建設業会計

未成工事支出金

建設業会計では、材料費や外注費が発生した場合には未成工事支出金という資産科目を使います。学習上ですといったん材料費などの費用にしておいてから未成工事支出金に振り替えると書いてあることが多いです。実務では、初めから未成工事支出金を使うケースが多いですし、おそらくその方が楽です。TKCのDAICも材料費などを支払った場合には、いきなり未成工事支出金で処理します。仕訳にしますと次のようになります。

未成工事支出金〇〇/工事未払金〇〇

貸方は、工事未払金という負債科目を使います。現預金にならないのは、発生主義を採用しているからです。もちろん現金主義で行っても良いのですが、建設業の財務は早く情報を経営者に報告する必要があるため、発生主義を採用する方が適切だと考えます。

この未成工事支出金と工事未払金は、両方とも工事台帳とつながる科目です。イメージとしては、以下の順序となります。

① 請求書が仕入先や外注先から送られてくる。

② 経理担当者が仕訳を起こして、会計ソフトに入力する。データベース上で現場ごとの工事台帳とつながる。

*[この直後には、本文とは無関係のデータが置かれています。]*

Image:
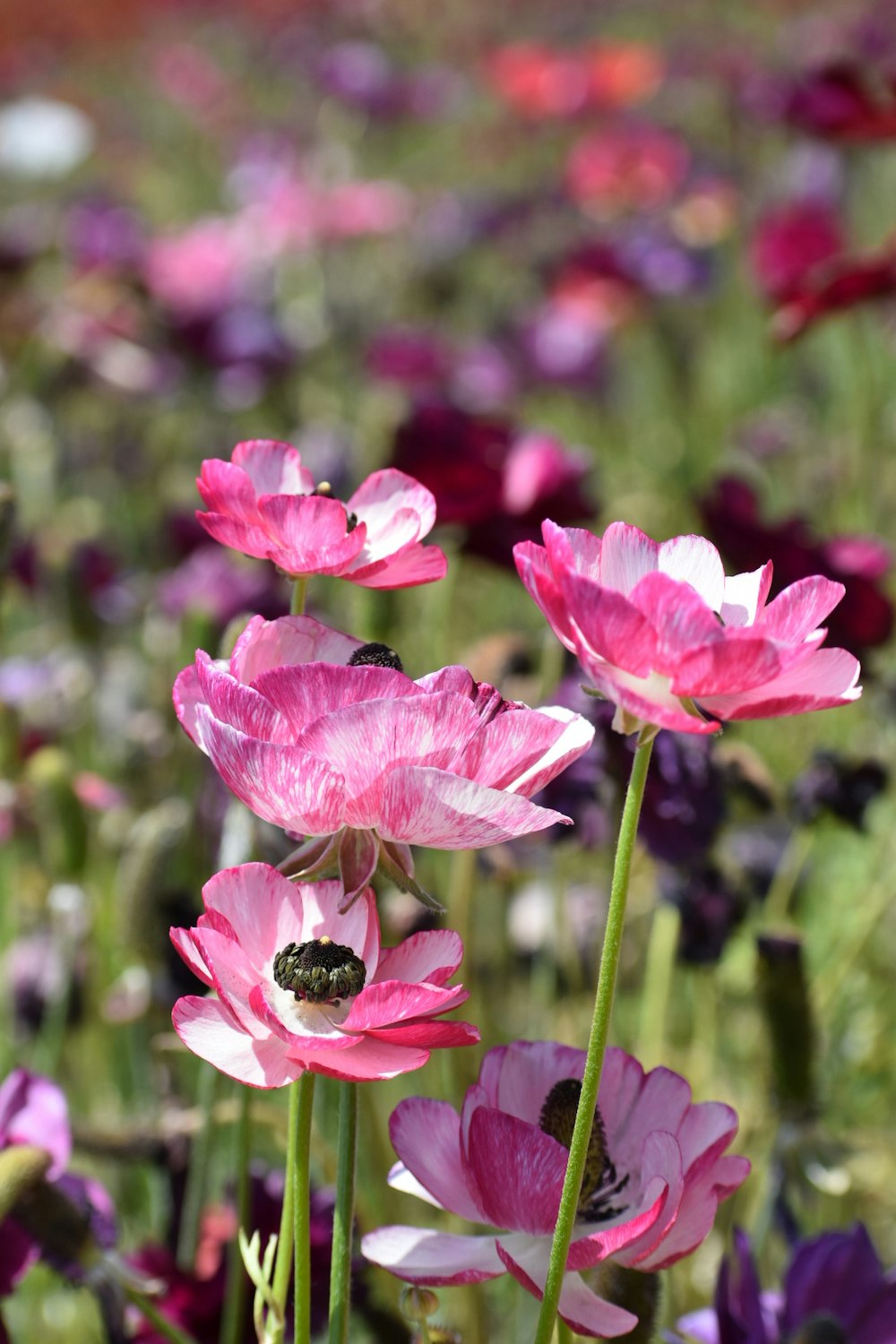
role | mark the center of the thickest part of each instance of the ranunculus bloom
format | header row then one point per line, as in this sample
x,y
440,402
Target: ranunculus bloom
x,y
864,620
303,986
834,1282
657,1169
265,503
367,758
845,101
672,642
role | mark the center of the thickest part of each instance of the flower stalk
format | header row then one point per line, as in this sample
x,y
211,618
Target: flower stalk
x,y
597,1042
343,1215
300,1176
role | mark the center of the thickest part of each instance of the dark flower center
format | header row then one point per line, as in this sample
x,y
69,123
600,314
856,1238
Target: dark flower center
x,y
320,972
325,491
376,656
820,1330
599,1180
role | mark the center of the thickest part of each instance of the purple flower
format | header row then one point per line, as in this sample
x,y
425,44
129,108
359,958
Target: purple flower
x,y
834,1290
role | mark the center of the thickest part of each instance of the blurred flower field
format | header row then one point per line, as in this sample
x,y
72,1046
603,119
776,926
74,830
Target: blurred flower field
x,y
504,277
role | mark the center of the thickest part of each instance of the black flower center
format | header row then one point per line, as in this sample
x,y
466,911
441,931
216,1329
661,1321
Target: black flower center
x,y
820,1330
320,972
599,1180
376,656
325,491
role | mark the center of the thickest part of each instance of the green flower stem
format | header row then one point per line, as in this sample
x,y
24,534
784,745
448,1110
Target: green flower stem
x,y
597,1042
297,604
160,1322
198,1172
340,1290
284,1262
301,1210
233,1319
657,983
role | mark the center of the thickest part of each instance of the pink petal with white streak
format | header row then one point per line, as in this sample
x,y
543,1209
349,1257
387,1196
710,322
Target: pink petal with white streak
x,y
274,468
433,808
206,1029
287,642
694,559
281,784
419,1255
433,954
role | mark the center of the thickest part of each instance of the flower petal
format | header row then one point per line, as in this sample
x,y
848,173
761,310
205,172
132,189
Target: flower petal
x,y
288,642
207,1030
435,808
426,1136
579,1306
433,954
694,561
626,556
281,784
517,1171
419,1255
274,468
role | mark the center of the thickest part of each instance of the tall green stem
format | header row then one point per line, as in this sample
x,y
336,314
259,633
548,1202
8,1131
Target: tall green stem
x,y
198,1171
597,1042
301,1210
233,1320
340,1287
284,1262
297,602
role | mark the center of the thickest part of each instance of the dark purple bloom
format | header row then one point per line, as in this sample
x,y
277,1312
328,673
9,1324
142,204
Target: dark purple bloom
x,y
863,620
99,231
834,1290
839,787
710,906
485,475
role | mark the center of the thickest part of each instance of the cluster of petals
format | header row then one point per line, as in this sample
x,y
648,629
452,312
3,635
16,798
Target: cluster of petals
x,y
493,1164
265,503
365,758
263,1034
672,642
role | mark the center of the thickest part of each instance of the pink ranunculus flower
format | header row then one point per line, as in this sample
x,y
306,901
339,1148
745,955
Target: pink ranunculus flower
x,y
303,986
654,1176
363,758
675,644
265,503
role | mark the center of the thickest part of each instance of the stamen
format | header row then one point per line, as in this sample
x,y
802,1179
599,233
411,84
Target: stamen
x,y
320,972
376,656
599,1180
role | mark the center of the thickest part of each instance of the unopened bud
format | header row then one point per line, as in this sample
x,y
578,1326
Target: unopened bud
x,y
418,1304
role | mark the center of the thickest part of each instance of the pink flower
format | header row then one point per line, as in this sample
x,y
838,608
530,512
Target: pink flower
x,y
265,503
303,986
673,642
654,1176
366,758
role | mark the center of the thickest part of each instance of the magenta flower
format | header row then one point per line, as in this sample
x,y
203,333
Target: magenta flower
x,y
303,986
365,758
265,503
672,642
656,1172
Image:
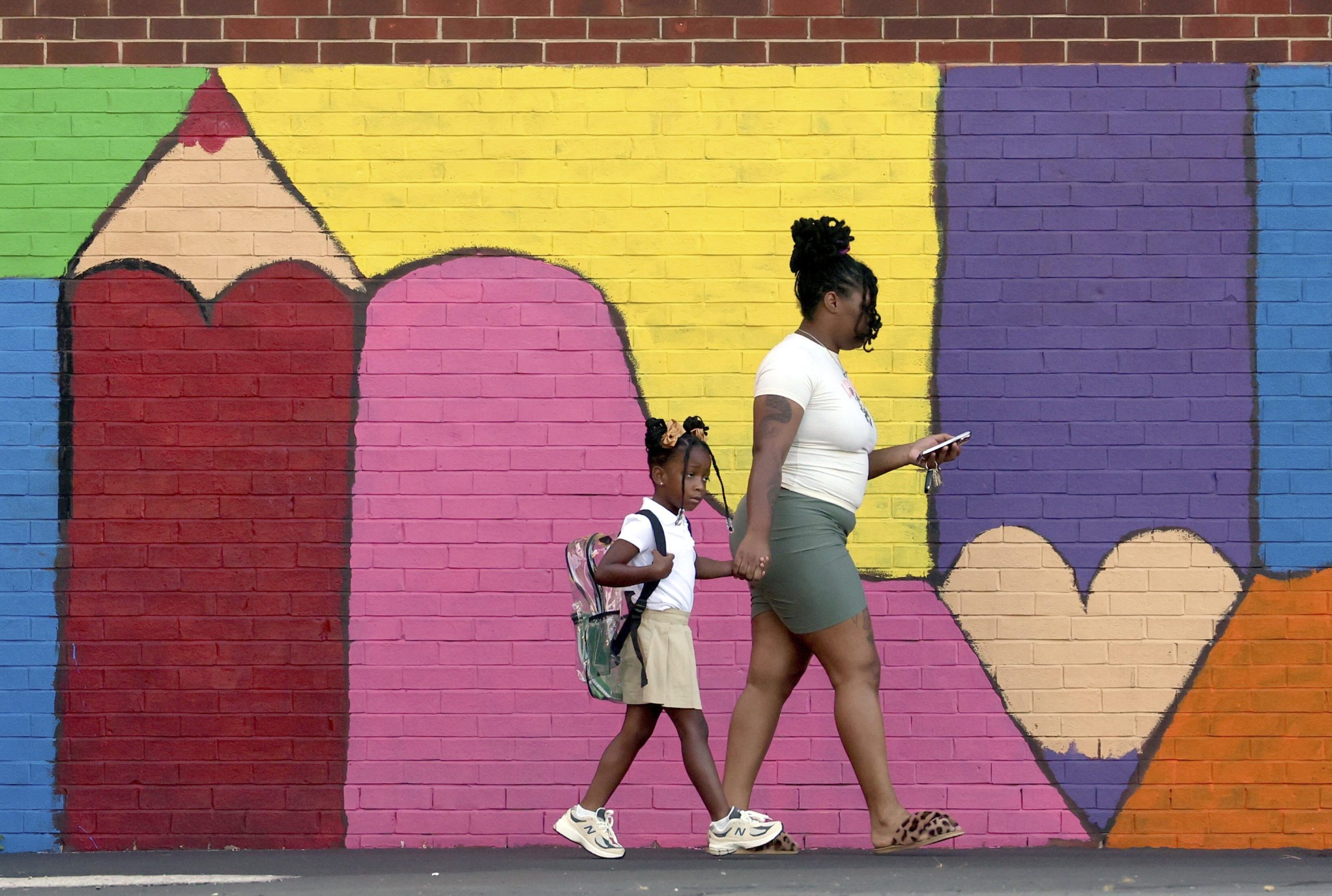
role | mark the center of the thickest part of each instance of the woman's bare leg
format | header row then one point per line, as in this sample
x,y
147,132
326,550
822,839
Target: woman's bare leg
x,y
850,655
777,662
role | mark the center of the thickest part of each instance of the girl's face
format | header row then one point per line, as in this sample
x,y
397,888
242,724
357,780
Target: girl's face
x,y
681,488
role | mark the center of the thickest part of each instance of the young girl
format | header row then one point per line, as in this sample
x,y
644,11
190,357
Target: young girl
x,y
678,460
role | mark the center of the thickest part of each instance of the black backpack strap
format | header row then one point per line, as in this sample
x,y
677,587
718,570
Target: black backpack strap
x,y
629,629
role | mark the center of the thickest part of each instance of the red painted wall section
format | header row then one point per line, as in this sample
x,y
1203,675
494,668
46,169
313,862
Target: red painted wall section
x,y
203,673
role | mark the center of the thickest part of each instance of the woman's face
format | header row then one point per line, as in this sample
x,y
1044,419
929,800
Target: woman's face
x,y
852,319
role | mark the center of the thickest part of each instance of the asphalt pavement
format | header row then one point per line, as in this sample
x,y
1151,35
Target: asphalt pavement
x,y
670,873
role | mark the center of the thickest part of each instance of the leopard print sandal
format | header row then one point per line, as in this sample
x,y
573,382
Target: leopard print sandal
x,y
921,830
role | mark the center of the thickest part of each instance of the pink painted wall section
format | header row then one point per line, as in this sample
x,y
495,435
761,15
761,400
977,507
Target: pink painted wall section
x,y
498,420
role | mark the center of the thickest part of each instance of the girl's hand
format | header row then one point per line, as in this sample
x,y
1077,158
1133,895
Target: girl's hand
x,y
661,566
947,455
752,558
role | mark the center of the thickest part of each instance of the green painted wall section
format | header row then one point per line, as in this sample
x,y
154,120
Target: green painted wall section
x,y
70,141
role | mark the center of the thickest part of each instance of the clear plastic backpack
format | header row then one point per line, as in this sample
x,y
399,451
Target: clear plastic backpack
x,y
601,625
597,616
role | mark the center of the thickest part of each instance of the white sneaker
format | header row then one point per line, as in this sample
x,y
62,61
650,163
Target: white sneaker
x,y
593,831
741,830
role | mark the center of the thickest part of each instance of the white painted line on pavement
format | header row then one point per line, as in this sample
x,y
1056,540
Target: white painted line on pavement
x,y
136,880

③ 会計ソフトとともに販売管理ソフトにも工事未払金額を入力する。

④ 会計ソフトの工事未払金と販売管理ソフトの工事未払金の一致を確認する。

⑤ ときおり未成工事支出金一覧表をプリントアウトして上司に確認してもらう。

未成工事支出金は、その物件が完成したときには、一気に経費科目に振り替えられます。TKCのDAICでは、自動で一気に振替伝票を作成してくれます。仕訳にしますと次のようになります。

材料費○○/諸口○○

外注費○○/諸口〇〇

諸口 〇〇/未成工事支出金○○

そしてその現場の未成工事支出金残高はゼロとなります。

これは、完成工事基準を前提にお話ししております。

未成工事支出金は、建設業独特の科目です。初めて建設業会計をやる方は、この科目がなかなか理解できないでしょうね。

建設工事会計は、費用と収益を同じ月に計上したいという考えがあります。経費が先行して発生するので、完成するまで未成工事支出金という資産で保留状態にしておいて、完成したら一気に経費にする。そして同じ月に経費と売上を計上する。そのために未成工事支出金があると考えて下さい。